Search code examples
pythonpandasweb-scrapingredditpraw

How to scrape all the posts from a subreddit from a specific period of time?


I'm trying to retrieve all the posts from a subreddit that were created in 2020-2021.

Below is the code I wrote to try to solve this

import datetime

subreddit = reddit_read_only.subreddit("SuicideWatch")

# Scraping the top posts of all time
posts = subreddit.top("all")
 
posts_dict = {"Title": [], "Post Text": [],
              "ID": [], "Score": [],
              "Total Comments": [], "Post URL": []
              }

start_date = '01-01-20 00:00:00'
start_date = datetime.datetime.strptime(start_date, '%d-%m-%y %H:%M:%S').timestamp()

end_date = '31-12-21 12:00:00'
end_date = datetime.datetime.strptime(end_date, '%d-%m-%y %H:%M:%S').timestamp()


for post in posts:
    # Date of each posts' creation
    date = post.created
    if start_date < date < end_date:
        # Title of each post
        posts_dict["Title"].append(post.title)
     
        # Text inside a post
        posts_dict["Post Text"].append(post.selftext)
     
        # Unique ID of each post
        posts_dict["ID"].append(post.id)
     
        # The score of a post
        posts_dict["Score"].append(post.score)
     
        # Total number of comments inside the post
        posts_dict["Total Comments"].append(post.num_comments)
     
        # URL of each post
        posts_dict["Post URL"].append(post.url)
 
# Saving the data in a pandas dataframe
top_posts = pd.DataFrame(posts_dict)
top_posts

This worked however, it only returned 72 posts.


Solution

  • I was able to solve this.
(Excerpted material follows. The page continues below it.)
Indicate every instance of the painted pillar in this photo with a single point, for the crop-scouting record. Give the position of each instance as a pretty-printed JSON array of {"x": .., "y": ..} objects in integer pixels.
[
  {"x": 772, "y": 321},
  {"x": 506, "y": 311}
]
Since I wasn't able to search for posts between a set of dates. I just looked for posts after my start date so that date > start_date.
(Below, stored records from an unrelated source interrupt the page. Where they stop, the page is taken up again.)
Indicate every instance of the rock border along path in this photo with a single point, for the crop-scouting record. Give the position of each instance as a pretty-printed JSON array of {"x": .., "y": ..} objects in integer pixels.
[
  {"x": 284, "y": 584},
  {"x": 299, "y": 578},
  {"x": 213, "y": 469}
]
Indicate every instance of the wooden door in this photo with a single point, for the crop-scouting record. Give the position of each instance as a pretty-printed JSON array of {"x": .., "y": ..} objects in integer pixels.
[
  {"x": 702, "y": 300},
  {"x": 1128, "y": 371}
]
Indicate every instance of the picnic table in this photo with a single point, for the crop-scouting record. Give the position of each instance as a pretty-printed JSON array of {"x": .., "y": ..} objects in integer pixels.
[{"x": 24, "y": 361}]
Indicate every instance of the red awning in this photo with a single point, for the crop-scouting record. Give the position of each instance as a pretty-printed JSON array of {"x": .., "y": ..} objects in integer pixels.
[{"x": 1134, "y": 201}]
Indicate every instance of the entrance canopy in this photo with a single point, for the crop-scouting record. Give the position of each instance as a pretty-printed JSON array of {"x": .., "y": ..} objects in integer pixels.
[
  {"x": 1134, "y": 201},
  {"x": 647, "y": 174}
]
    I also modified one line to set the limit as None so it returned over the default limit of 100 posts.

    posts = subreddit.top(time_filter = "all", limit = None)
    

    This resulted in scraping 764 posts instead of just 72.

    Afterwards I altered the "Created On" column into a date using the following:

    all_posts['Created On'] = pd.to_datetime(all_posts['Created On'],  unit='s')
    

    Then I was able to filter for posts created in 2020-2021.

    Full Code Below:

    import praw
    import pandas as pd
    import datetime
    
    subreddit = reddit_read_only.subreddit("SuicideWatch")
    
    # Scraping the top posts of all time
    posts = subreddit.top(time_filter = "all", limit = None)
     
    posts_dict = {"Title": [], "Post Text": [],
                  "ID": [], "Score": [], "Upvote Ratio": [],
                  "Total Comments": [],"Created On":[], "Post URL": [],
                  "Original Content": []
                  }
    
    start_date = '01-01-20 00:00:00'
    start_date = datetime.datetime.strptime(start_date, '%d-%m-%y %H:%M:%S').timestamp()
    
    for post in posts:
        # Date of each posts' creation
        date = post.created_utc
        if date > start_date:
            # Title of each post
            posts_dict["Title"].append(post.title)
         
            # Text inside a post
            posts_dict["Post Text"].append(post.selftext)
         
            # Unique ID of each post
            posts_dict["ID"].append(post.id)
         
            # The score of a post
            posts_dict["Score"].append(post.score)
            
            # Upvote Ratio of a post
            posts_dict["Upvote Ratio"].append(post.upvote_ratio)
         
            # Total number of comments inside the post
            posts_dict["Total Comments"].append(post.num_comments)
             
            # Date the post was Created
            posts_dict["Created On"].append(post.created_utc)
            
            # URL of each post
            posts_dict["Post URL"].append(post.url)
            
            # Flair of each post
            posts_dict["Original Content"].append(post.is_original_content)
            
    # Saving the data in a pandas dataframe
    all_posts = pd.DataFrame(posts_dict)
    all_posts['Created On'] = pd.to_datetime(all_posts['Created On'],  unit='s')
    all_posts